Besides preventing venous thromboembolism, antithrombotic therapy may influence tumour biology. The powerful techniques of in vitro mutagenesis and gene transfer have shown that expression of tissue factor by tumour cells is associated with enhanced growth, metastasis, and angiogenesis.10 Mechanisms include direct signalling through the tissue factor molecule and the ability of tissue factor to activate blood coagulation and generate downstream serine proteases. Thrombin, the end product of this cascade, may release vascular endothelial growth factor, thereby contributing to tumour angiogenesis.11 Interference with the activation of coagulation could be a useful antitumour strategy. In patients with small cell carcinoma of the lung both warfarin and unfractionated heparin will prolong survival.3 An analysis of the original studies of treatment for deep vein thrombosis comparing unfractionated heparin with low molecular weight heparins showed an unexpected 65% reduction in mortality for patients with cancer receiving low molecular weight heparins.12 A similar survival advantage for low molecular weight heparins has been observed in subsequent studies of deep vein thrombosis, though none of these trials was specifically designed to collect data on cancer prospectively. To clarify the role of low molecular weight heparins in advanced cancer a prospective placebo controlled trial is needed in patients without thrombosis at the time of randomisation.

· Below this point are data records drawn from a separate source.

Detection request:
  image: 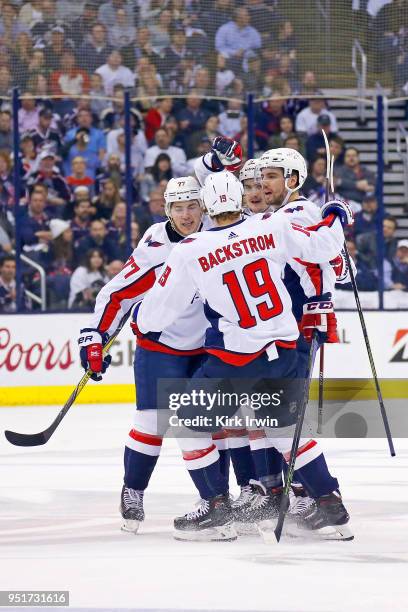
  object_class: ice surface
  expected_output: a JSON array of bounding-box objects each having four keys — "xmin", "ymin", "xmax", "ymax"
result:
[{"xmin": 0, "ymin": 405, "xmax": 408, "ymax": 612}]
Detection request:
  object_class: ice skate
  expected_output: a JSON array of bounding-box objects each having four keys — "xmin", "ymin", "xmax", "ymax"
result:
[
  {"xmin": 174, "ymin": 494, "xmax": 237, "ymax": 542},
  {"xmin": 120, "ymin": 485, "xmax": 144, "ymax": 533},
  {"xmin": 291, "ymin": 491, "xmax": 354, "ymax": 541}
]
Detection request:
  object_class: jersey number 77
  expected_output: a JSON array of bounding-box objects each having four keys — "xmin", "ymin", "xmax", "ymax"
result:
[{"xmin": 222, "ymin": 259, "xmax": 283, "ymax": 329}]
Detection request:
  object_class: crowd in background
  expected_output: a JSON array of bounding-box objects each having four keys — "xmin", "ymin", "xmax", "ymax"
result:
[{"xmin": 0, "ymin": 0, "xmax": 408, "ymax": 312}]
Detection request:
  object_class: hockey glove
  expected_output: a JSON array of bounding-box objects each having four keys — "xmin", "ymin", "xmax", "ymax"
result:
[
  {"xmin": 299, "ymin": 293, "xmax": 339, "ymax": 344},
  {"xmin": 78, "ymin": 328, "xmax": 112, "ymax": 381},
  {"xmin": 211, "ymin": 136, "xmax": 242, "ymax": 172},
  {"xmin": 321, "ymin": 200, "xmax": 354, "ymax": 227}
]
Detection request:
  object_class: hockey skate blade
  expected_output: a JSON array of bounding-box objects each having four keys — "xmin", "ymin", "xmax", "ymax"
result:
[
  {"xmin": 174, "ymin": 523, "xmax": 238, "ymax": 542},
  {"xmin": 234, "ymin": 522, "xmax": 259, "ymax": 536},
  {"xmin": 257, "ymin": 519, "xmax": 278, "ymax": 544},
  {"xmin": 121, "ymin": 519, "xmax": 140, "ymax": 534},
  {"xmin": 280, "ymin": 521, "xmax": 354, "ymax": 542}
]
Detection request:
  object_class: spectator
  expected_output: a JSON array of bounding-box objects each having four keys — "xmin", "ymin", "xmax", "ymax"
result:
[
  {"xmin": 89, "ymin": 72, "xmax": 110, "ymax": 118},
  {"xmin": 353, "ymin": 194, "xmax": 378, "ymax": 236},
  {"xmin": 98, "ymin": 153, "xmax": 125, "ymax": 189},
  {"xmin": 96, "ymin": 50, "xmax": 135, "ymax": 96},
  {"xmin": 18, "ymin": 0, "xmax": 43, "ymax": 30},
  {"xmin": 75, "ymin": 219, "xmax": 120, "ymax": 262},
  {"xmin": 0, "ymin": 66, "xmax": 13, "ymax": 99},
  {"xmin": 255, "ymin": 92, "xmax": 285, "ymax": 149},
  {"xmin": 68, "ymin": 246, "xmax": 109, "ymax": 312},
  {"xmin": 177, "ymin": 94, "xmax": 209, "ymax": 155},
  {"xmin": 65, "ymin": 109, "xmax": 106, "ymax": 178},
  {"xmin": 268, "ymin": 115, "xmax": 295, "ymax": 149},
  {"xmin": 27, "ymin": 150, "xmax": 71, "ymax": 216},
  {"xmin": 20, "ymin": 133, "xmax": 37, "ymax": 178},
  {"xmin": 70, "ymin": 0, "xmax": 100, "ymax": 47},
  {"xmin": 12, "ymin": 32, "xmax": 33, "ymax": 89},
  {"xmin": 50, "ymin": 51, "xmax": 90, "ymax": 97},
  {"xmin": 41, "ymin": 24, "xmax": 69, "ymax": 73},
  {"xmin": 109, "ymin": 8, "xmax": 136, "ymax": 52},
  {"xmin": 21, "ymin": 191, "xmax": 51, "ymax": 251},
  {"xmin": 302, "ymin": 157, "xmax": 326, "ymax": 198},
  {"xmin": 144, "ymin": 98, "xmax": 173, "ymax": 142},
  {"xmin": 78, "ymin": 23, "xmax": 113, "ymax": 74},
  {"xmin": 215, "ymin": 53, "xmax": 235, "ymax": 96},
  {"xmin": 70, "ymin": 200, "xmax": 93, "ymax": 243},
  {"xmin": 92, "ymin": 179, "xmax": 121, "ymax": 219},
  {"xmin": 108, "ymin": 202, "xmax": 130, "ymax": 261},
  {"xmin": 65, "ymin": 156, "xmax": 95, "ymax": 195},
  {"xmin": 98, "ymin": 0, "xmax": 134, "ymax": 30},
  {"xmin": 0, "ymin": 255, "xmax": 17, "ymax": 314},
  {"xmin": 356, "ymin": 215, "xmax": 398, "ymax": 272},
  {"xmin": 201, "ymin": 0, "xmax": 233, "ymax": 40},
  {"xmin": 219, "ymin": 100, "xmax": 244, "ymax": 138},
  {"xmin": 159, "ymin": 26, "xmax": 187, "ymax": 80},
  {"xmin": 140, "ymin": 153, "xmax": 173, "ymax": 202},
  {"xmin": 0, "ymin": 110, "xmax": 13, "ymax": 152},
  {"xmin": 18, "ymin": 91, "xmax": 39, "ymax": 132},
  {"xmin": 391, "ymin": 239, "xmax": 408, "ymax": 291},
  {"xmin": 145, "ymin": 128, "xmax": 186, "ymax": 177},
  {"xmin": 0, "ymin": 151, "xmax": 14, "ymax": 207},
  {"xmin": 135, "ymin": 26, "xmax": 158, "ymax": 63},
  {"xmin": 0, "ymin": 2, "xmax": 27, "ymax": 50},
  {"xmin": 47, "ymin": 219, "xmax": 74, "ymax": 310},
  {"xmin": 296, "ymin": 98, "xmax": 338, "ymax": 136},
  {"xmin": 149, "ymin": 9, "xmax": 171, "ymax": 55},
  {"xmin": 215, "ymin": 7, "xmax": 262, "ymax": 65},
  {"xmin": 30, "ymin": 108, "xmax": 62, "ymax": 155},
  {"xmin": 336, "ymin": 147, "xmax": 376, "ymax": 207}
]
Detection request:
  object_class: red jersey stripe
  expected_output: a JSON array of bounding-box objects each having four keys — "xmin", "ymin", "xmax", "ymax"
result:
[
  {"xmin": 183, "ymin": 444, "xmax": 217, "ymax": 461},
  {"xmin": 129, "ymin": 429, "xmax": 163, "ymax": 446}
]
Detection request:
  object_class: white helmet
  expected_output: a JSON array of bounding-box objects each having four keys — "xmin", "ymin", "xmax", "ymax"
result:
[
  {"xmin": 239, "ymin": 159, "xmax": 258, "ymax": 183},
  {"xmin": 164, "ymin": 176, "xmax": 202, "ymax": 219},
  {"xmin": 257, "ymin": 147, "xmax": 307, "ymax": 193},
  {"xmin": 201, "ymin": 170, "xmax": 243, "ymax": 217}
]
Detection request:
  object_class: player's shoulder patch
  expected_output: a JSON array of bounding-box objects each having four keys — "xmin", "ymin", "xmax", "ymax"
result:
[
  {"xmin": 145, "ymin": 234, "xmax": 164, "ymax": 247},
  {"xmin": 283, "ymin": 204, "xmax": 304, "ymax": 214}
]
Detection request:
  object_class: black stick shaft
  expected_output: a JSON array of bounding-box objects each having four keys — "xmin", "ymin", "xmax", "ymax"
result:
[
  {"xmin": 344, "ymin": 243, "xmax": 395, "ymax": 457},
  {"xmin": 274, "ymin": 331, "xmax": 319, "ymax": 542}
]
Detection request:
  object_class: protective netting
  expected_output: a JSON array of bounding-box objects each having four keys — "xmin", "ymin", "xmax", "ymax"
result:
[{"xmin": 0, "ymin": 0, "xmax": 408, "ymax": 105}]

The role of low molecular weight heparins is already established for preventing and treating thrombosis in patients without cancer, and they are widely applicable in those with malignancy. Besides preventing death from pulmonary embolism, however, low molecular weight heparins offer the possibility of improving survival by a direct effect on the tumour itself. Thus the Trousseau phenomenon could be the Achilles’ heel of the carcinoma cell.
Footnotes
AKK has received support to attending meetings and is participating in a study to evaluate the use of low molecular weight heparin in advanced cancer supported by Pharmacia and Upjohn Company.